Using the internet as a tool for finding out what’s ailing you is a tried, but not-very-well-tested, online tradition. We’ve all heard those jokes. Maybe we’ve even gone onto WebMD ourselves, typed in our symptoms and then poured through the results in horror, convinced we have Crimean-Congo haemorrhagic fever, or Ebola.
Then you come across a treatment method on a forum that involves soaking in a bath full of corn-syrup and maintaining a strict diet of kale and balsamic vinegar. Medical self-diagnosis and self-treatment can be a bit hit and miss this way.
But now Google’s health search function (not to be confused with the now discontinued Google Health) will attempt to use its content ranking and semantic system to return credible (and hopefully realistic) health advice to those using the search engine for researching symptoms.
How It’ll Work
Google’s health results will work off of the Knowledge Graph algorithm, which is that direct answer you sometimes get when you ask Google a question or pose a query it can quickly figure out. For example, if you Google “Mount Kilimanjaro height”, you’ll get the answer to that above your results (5,895 m). No further research needed. Basically the Knowledge Graph assess multiple data sources based on authority and accuracy (although it mostly uses Wikipedia) and then uses those to try and directly communicate an answer. Apple’s voice-operated Siri works on a very similar principle.
However, as people’s well-being will be at stake, Google Health will be far stricter in what it deems reliable and accurate medical data. The Health database is fact-checked by qualified physicians at Mayo Clinic, which is the world’s largest NPO medical site. Presumably, the function will be integrated into normal search and pop-up automatically when it detects a search query that is symptom related.
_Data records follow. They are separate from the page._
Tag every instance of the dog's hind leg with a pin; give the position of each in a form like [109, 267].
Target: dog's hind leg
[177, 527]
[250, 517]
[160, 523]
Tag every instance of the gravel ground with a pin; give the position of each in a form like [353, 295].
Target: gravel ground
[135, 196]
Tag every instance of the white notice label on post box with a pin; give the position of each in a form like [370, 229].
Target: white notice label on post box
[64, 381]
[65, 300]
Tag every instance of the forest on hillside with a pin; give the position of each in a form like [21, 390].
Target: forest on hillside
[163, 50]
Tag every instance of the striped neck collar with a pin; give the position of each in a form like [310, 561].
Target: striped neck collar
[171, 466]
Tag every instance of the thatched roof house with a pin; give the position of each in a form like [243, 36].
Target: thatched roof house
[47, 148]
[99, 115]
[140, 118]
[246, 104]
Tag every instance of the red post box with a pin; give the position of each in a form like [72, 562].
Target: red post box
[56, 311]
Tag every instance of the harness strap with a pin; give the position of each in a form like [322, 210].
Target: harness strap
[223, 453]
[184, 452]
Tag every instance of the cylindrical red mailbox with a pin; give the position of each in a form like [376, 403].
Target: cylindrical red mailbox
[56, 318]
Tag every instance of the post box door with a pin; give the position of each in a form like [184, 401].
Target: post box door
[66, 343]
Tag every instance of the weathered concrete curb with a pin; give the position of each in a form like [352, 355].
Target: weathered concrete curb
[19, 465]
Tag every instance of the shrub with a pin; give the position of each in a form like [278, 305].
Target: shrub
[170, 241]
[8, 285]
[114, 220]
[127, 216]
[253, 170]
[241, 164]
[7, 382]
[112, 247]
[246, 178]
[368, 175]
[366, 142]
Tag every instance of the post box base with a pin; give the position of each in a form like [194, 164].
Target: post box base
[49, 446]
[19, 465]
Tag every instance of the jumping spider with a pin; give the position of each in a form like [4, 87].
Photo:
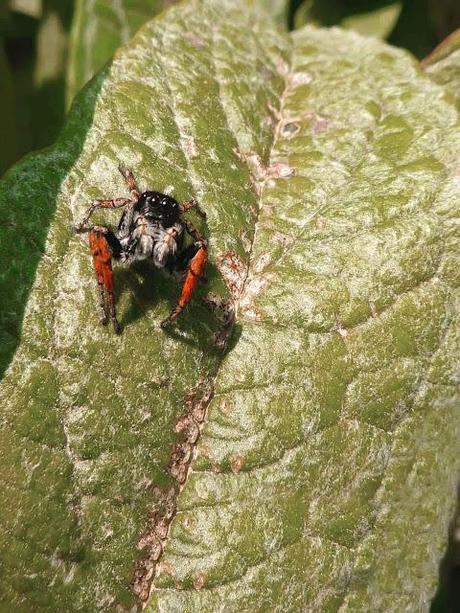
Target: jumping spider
[151, 228]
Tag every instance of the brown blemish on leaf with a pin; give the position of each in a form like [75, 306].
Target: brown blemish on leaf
[236, 462]
[233, 270]
[246, 241]
[165, 567]
[290, 128]
[300, 78]
[162, 512]
[341, 330]
[194, 40]
[280, 170]
[283, 239]
[320, 222]
[199, 580]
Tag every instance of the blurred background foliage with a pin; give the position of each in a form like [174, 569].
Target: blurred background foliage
[50, 48]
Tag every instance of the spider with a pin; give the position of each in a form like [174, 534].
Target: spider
[151, 227]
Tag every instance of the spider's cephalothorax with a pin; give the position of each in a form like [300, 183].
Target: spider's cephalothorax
[152, 227]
While you’ll still get all your regular search results, the possible disease or condition you may have will display above them.
Turning the Internet into a Reliable Medical Resource
This is an important development in making online research resources that are inherently credible rather than just plentiful. We’re all aware of that humorously ironic meme: if it’s on the internet, it must be true. While this is a funny and accurate observation, when you consider that over half of adults in the US will research their symptoms on the web before they check any other resource, should there be a concerted effort towards making medical information online more accessible and trustworthy?
This move doesn’t affect the democracy of information online, but is rather attempting to discern when a topic shouldn’t up for debate, and should therefore require an impartial and authoritative answer. Questions like: What’s our distance from the Sun, how do I get to the airport from my house, and is that large rash slowly making its way up my back is “just going to go away by itself?”
Could Automated Data Graphing Be The Future?
As we all know, people have a tendency towards self-diagnosis. Many view this as an unhealthy practice, but in a world where access to affordable medical care is already an obstacle, let alone having the disposable income to visit a doctor every time you get the sniffles, self-diagnosis is a costless alternative for small health concerns and can also cut down on diagnosis and testing costs, when you do eventually visit the doctor.
Despite all its shortcomings, it’s easy to see why the internet is a truly miraculous resource for content and information. It has facilitated the expansion of agriculture in Africa, changed the face of global trading and has given a booming voice to dissidents in oppressed nations, such as Egypt and Ukraine. But it still has miles to go in terms of academic credibility, and moves like this from Google, will not only help develop our trust in online resource, but also revolutionise the potentials benefits we as people can get from it.